Laurendeau travaillait au Devoir depuis 1947. Au début des années 1950, il avait publié des éditoriaux dans lesquels il réclamait que le gouvernement du Québec assume enfin la responsabilité de l’intégration des immigrants par le biais de la francisation. Il allait de soi qu’un homme de cette envergure intellectuelle figure parmi les premiers conférenciers au Cercle, tout comme Gérard Filion, le directeur du journal. Mais à l’aube de la Révolution tranquille, comment allait-on réconcilier cette exigence de rencontre avec les sombres propos qu’avait tenus l’homme vingt ans auparavant ?

Énigme

L’énigme s’est résolue quand j’ai rencontré Naïm Kattan au milieu des années 1980 à Québec. Kattan appartenait à une autre génération que la mienne et on sentait immédiatement, dès le premier contact, que cet homme généreux possédait une grande finesse d’expression et un haut sens de la diplomatie. Il avait traversé les continents et avait su percevoir, à un moment clé de l’histoire, que la société québécoise était promise à des avancées déterminantes.

De plus, il avait réussi à contourner la lourde méfiance qui perdurait entre les membres de la communauté juive et les Canadiens français — c’était un véritable exploit — et il avait fait évoluer en quelques mois une situation qui semblait vouée à l’impasse. À cet égard, son cheminement était exemplaire.

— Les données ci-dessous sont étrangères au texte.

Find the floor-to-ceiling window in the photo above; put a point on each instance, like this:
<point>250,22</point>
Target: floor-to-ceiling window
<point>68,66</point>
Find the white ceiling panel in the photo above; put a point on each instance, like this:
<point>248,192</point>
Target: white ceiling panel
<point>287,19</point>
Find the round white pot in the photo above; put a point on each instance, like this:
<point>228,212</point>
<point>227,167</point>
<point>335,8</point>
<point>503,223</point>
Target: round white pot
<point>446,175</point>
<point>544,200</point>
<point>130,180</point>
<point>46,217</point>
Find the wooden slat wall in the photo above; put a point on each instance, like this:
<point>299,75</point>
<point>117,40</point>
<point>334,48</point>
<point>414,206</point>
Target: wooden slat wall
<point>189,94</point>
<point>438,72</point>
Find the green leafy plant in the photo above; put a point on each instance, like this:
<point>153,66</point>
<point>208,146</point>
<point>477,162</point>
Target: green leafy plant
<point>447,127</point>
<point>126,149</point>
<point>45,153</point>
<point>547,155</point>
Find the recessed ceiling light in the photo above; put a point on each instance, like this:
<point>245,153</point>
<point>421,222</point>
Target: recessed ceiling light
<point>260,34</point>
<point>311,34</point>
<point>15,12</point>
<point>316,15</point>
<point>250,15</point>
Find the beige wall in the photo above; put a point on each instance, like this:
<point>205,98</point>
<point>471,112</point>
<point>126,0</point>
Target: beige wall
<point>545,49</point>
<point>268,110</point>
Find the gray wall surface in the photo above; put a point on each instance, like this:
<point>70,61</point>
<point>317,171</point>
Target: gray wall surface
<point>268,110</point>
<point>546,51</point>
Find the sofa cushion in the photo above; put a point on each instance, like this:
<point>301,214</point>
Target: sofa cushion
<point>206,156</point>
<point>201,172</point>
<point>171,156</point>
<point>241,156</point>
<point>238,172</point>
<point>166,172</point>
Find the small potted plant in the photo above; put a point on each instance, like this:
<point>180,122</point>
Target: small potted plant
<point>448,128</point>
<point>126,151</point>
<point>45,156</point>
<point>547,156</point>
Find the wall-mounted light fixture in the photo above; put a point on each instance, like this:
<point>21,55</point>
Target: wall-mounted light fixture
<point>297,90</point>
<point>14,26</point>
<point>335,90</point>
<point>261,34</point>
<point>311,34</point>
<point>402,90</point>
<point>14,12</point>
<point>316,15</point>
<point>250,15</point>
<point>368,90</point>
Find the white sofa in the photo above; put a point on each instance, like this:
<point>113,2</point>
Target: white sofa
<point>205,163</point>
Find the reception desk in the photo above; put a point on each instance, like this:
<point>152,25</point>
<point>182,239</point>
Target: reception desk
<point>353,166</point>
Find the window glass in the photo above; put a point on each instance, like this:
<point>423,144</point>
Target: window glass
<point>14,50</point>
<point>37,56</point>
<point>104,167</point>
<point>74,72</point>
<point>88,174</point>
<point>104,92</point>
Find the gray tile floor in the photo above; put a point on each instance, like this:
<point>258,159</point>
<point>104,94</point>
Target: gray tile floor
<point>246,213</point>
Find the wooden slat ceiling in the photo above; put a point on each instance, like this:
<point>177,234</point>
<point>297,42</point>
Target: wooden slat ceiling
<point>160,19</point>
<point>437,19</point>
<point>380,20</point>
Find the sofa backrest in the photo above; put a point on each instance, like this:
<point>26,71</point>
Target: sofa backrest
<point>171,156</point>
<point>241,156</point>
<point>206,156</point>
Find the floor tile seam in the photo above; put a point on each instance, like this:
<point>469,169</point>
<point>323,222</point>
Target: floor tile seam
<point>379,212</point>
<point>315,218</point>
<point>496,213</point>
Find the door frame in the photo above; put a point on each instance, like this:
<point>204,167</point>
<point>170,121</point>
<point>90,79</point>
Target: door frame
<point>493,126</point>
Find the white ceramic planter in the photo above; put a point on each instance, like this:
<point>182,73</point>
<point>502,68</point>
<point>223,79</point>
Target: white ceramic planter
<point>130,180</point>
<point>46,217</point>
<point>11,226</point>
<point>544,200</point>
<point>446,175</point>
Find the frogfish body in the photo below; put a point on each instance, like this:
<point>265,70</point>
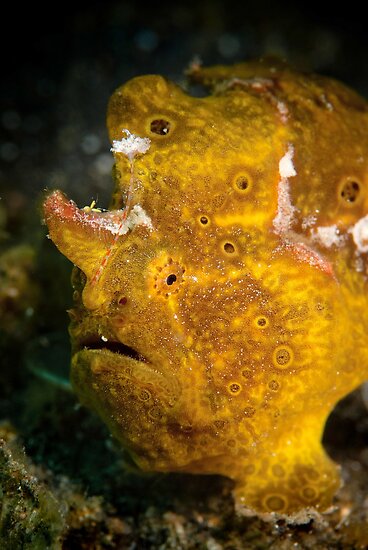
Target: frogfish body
<point>221,305</point>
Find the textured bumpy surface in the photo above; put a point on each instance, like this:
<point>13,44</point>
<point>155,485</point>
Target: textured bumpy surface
<point>220,304</point>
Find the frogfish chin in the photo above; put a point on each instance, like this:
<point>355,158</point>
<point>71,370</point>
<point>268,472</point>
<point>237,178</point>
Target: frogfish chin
<point>221,303</point>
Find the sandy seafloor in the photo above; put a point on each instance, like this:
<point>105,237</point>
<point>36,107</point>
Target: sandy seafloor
<point>64,482</point>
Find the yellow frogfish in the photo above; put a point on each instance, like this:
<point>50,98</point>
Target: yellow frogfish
<point>221,303</point>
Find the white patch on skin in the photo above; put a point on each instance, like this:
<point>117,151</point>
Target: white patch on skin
<point>111,221</point>
<point>286,166</point>
<point>328,236</point>
<point>360,234</point>
<point>285,210</point>
<point>131,145</point>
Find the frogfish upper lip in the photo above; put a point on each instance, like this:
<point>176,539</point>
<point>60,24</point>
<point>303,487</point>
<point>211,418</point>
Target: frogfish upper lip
<point>96,343</point>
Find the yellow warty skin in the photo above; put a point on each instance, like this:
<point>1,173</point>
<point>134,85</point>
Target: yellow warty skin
<point>217,336</point>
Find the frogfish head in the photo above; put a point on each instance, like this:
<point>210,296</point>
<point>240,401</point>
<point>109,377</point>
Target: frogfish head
<point>199,319</point>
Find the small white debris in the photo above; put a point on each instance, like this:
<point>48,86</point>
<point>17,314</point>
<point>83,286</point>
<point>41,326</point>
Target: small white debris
<point>286,166</point>
<point>131,145</point>
<point>328,236</point>
<point>360,234</point>
<point>283,111</point>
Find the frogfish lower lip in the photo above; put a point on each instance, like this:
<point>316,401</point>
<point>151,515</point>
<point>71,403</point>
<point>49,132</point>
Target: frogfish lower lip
<point>115,347</point>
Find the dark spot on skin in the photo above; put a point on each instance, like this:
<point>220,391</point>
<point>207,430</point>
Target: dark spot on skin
<point>229,248</point>
<point>350,191</point>
<point>234,388</point>
<point>171,279</point>
<point>160,126</point>
<point>242,183</point>
<point>282,356</point>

Après une brève introduction de ma personne et de mes intérêts, je lui ai posé la question à propos du cheminement de Laurendeau. C’était une question délicate, car elle le ramenait plusieurs décennies en arrière, lors de son arrivée au pays. Il m’a répondu : « Montons à bord du traversier et je vous expliquerai. » Il allait prendre le train à Lévis pour se rendre à Montréal. Et c’est sur le fleuve qui avait porté les premiers arrivants venus d’Europe qu’il m’a expliqué, le temps de passer d’une rive à l’autre, que Laurendeau lui-même avait pris l’initiative de s’expliquer sur son passé antisémite dès leur première rencontre.

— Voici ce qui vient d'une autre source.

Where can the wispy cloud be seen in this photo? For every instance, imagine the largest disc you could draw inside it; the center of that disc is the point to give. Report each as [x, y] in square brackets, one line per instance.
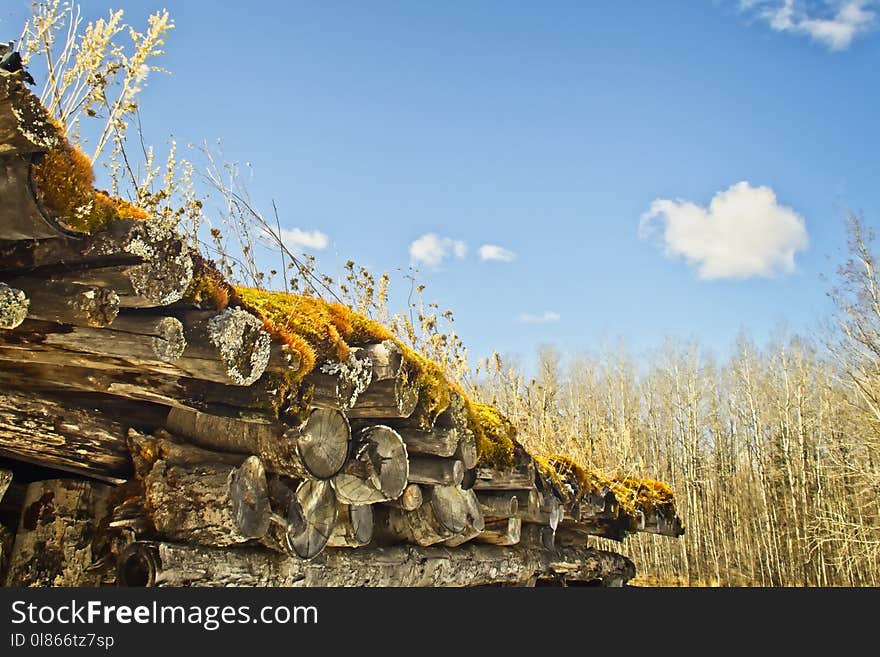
[431, 249]
[544, 318]
[496, 253]
[743, 232]
[833, 23]
[297, 239]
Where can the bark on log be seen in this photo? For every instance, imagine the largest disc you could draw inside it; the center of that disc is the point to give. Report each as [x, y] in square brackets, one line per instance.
[443, 515]
[319, 509]
[14, 306]
[25, 125]
[498, 504]
[378, 469]
[47, 431]
[168, 564]
[467, 450]
[68, 303]
[435, 471]
[338, 385]
[208, 504]
[393, 391]
[439, 442]
[5, 480]
[474, 524]
[354, 526]
[136, 340]
[410, 499]
[505, 531]
[53, 543]
[228, 347]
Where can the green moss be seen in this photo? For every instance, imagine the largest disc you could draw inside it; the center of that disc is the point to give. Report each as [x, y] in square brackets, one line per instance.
[64, 181]
[495, 435]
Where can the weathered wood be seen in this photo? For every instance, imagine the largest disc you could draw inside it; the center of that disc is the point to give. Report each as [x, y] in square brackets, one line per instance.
[537, 535]
[5, 480]
[48, 431]
[439, 442]
[68, 303]
[435, 471]
[6, 541]
[319, 509]
[132, 339]
[443, 515]
[53, 543]
[168, 564]
[14, 306]
[466, 452]
[338, 385]
[474, 523]
[498, 504]
[276, 448]
[208, 504]
[410, 499]
[504, 531]
[354, 526]
[393, 391]
[228, 347]
[378, 469]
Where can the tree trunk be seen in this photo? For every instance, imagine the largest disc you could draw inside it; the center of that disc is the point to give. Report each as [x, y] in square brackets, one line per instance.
[439, 442]
[338, 385]
[208, 504]
[378, 469]
[228, 347]
[168, 564]
[393, 391]
[14, 306]
[435, 471]
[474, 523]
[68, 303]
[47, 431]
[135, 340]
[504, 531]
[319, 509]
[410, 499]
[498, 504]
[53, 543]
[443, 515]
[354, 526]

Pour moi, c’était un fait capital. Au jeune homme tout récemment arrivé d’Irak, Laurendeau avait avoué ses fautes passées et il avait fait amende honorable. Kattan avait recueilli spontanément des aveux qu’aucun autre leader du Congrès juif canadien n’avait pu entendre jusque-là et qui devaient beaucoup peser sur la conscience du grand éditorialiste.

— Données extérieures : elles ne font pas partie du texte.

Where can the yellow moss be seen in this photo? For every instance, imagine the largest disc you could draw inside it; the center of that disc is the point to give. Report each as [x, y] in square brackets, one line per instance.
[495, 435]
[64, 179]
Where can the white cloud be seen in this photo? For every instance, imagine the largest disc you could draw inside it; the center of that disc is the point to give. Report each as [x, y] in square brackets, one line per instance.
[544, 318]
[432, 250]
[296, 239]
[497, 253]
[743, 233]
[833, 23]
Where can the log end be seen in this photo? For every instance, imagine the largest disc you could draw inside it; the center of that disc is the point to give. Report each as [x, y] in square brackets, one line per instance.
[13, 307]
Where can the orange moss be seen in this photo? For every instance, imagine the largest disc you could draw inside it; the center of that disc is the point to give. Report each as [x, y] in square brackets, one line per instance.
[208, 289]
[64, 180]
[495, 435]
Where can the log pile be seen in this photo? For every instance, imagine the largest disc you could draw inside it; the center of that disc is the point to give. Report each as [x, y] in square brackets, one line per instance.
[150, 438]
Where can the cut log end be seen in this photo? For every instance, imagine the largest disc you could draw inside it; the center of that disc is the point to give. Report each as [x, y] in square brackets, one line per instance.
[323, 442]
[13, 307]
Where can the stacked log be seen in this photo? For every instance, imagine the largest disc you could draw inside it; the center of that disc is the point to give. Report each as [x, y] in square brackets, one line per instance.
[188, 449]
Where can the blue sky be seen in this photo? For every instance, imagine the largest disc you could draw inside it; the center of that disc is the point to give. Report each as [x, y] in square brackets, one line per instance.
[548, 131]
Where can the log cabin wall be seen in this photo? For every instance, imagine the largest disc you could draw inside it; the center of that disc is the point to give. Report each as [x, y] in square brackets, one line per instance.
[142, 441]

La confession de l’intellectuel québécois revêtait une signification extraordinaire. Cela explique sans doute le large sourire qu’arborait Laurendeau quand il a pris la parole au Cercle quelques semaines plus tard. Kattan avait compris qu’il devait laisser Laurendeau s’exprimer sur ce sujet délicat, et ce, sans le blâmer. Une page était tournée ; elle ouvrait un chemin jusque-là impraticable. Dans le sillage de Laurendeau, et grâce à Naïm Kattan, le Québec tout entier s’engageait à la découverte de l’autre.